According to the findings, the firm failed to properly submit some reports of trades it effected with customers, in that some were submitted to the MSRB that reflected that the trades were effected by the firm's affiliated dealer, when the firm itself effected the trades. Also, some reports of trades were not submitted at all. Many that were submitted to the MSRB were inaccurate or deficient. The firm also improperly reported corporate bond trades to the MSRB. Of the 257 transactions the firm effected during this period, confirmations sent to customers for 121 of them were inaccurate because they stated that the bonds were "traded flat" or were in default, when the bonds were not in default. Other failures were also part of the findings.
BrokersXpress had been acquired by Charles Schwab & Co. as part of OptionsXpress Holdings, which it acquired in 2011. However, in May of this year Schwab announced that it would be closing BrokersXpress, saying that it "was difficult to integrate because BrokersXpress does not meet our core business needs." Spokesman Susan Forman said at the time that the company would provide the requisite 90-day notification process for affiliated advisors and clients.
A Schwab spokesperson told AdvisorOne on Oct. 12 that "BrokersXpress is no longer operational" and that the BD's "last day of trading and supporting advisors/end clients was September 4, 2012."
Parent OptionsXpress had previously been hit with two SEC actions, the first for an alleged abusive naked short-selling scheme and the second involving its trading arm, OX Trading LLC, which was charged with continuing to trade after delisting from the Chicago Board Options Exchange and deregistering with the SEC, apparently to avoid an audit. Forman had said in May that closure of BrokersXpress had nothing to do with either case.

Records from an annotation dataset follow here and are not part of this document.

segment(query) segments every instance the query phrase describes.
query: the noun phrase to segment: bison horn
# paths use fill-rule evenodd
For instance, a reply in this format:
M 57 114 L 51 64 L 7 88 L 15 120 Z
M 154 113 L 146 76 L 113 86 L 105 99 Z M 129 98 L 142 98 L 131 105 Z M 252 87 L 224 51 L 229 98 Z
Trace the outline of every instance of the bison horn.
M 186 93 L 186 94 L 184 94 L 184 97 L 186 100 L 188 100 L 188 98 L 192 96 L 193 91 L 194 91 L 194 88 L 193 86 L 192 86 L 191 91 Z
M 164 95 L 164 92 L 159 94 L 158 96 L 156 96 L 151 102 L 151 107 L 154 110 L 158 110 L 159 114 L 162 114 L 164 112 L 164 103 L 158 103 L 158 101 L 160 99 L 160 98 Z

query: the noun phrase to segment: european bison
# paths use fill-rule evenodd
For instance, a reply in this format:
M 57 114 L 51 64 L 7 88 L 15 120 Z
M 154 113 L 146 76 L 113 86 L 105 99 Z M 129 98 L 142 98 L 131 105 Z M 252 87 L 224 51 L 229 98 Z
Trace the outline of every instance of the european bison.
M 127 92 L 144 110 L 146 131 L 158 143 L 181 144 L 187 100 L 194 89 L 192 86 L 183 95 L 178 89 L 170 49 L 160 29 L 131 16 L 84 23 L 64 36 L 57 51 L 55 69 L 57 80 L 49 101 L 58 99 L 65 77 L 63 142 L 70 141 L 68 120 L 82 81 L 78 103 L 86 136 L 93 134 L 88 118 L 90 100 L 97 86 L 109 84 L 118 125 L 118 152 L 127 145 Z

United Planners Censured, Fined over Supervisory Failure on VAs
United Planners Financial Services of America, based in Scottsdale, Ariz., and its principal, Douglas Hall of Phoenix, were censured and fined by FINRA over supervisory failures on variable annuity sales.
Without admitting or denying the findings, Hall and his firm consented to sanctions that included a $200,000 fine for the firm and a $15,000 fine for Hall after FINRA found that that the firm failed to have in place a supervisory system for compliance over VA transactions of field Office of Supervisory Jurisdiction supervisors. The firm permitted these supervisors to self-approve their own VA sales, and the post-transaction review system, also inadequate, delegated to a principal the responsibility for reviewing and approving VA sales, without providing guidance, procedures and tools or auditing.
Also, the firm neither evaluated nor trained properly the person who was assigned to the home-office OSJ supervisor position. Procedures that were defined, for a weekly review of the blotter, for, among other things, suitability and switching, and a compliance department audit of all OSJ locations, were not carried out adequately. Hall was responsible for monitoring compliance, and failed to do so.
Edward Jones & Co. Fined, Censured Over Customer Account
Edward Jones & Co., L.P. was censured and fined $95,000 and consented, without admitting or denying the findings, to entry of FINRA findings that it failed to adequately review activity in a customer account that resulted in lost funds.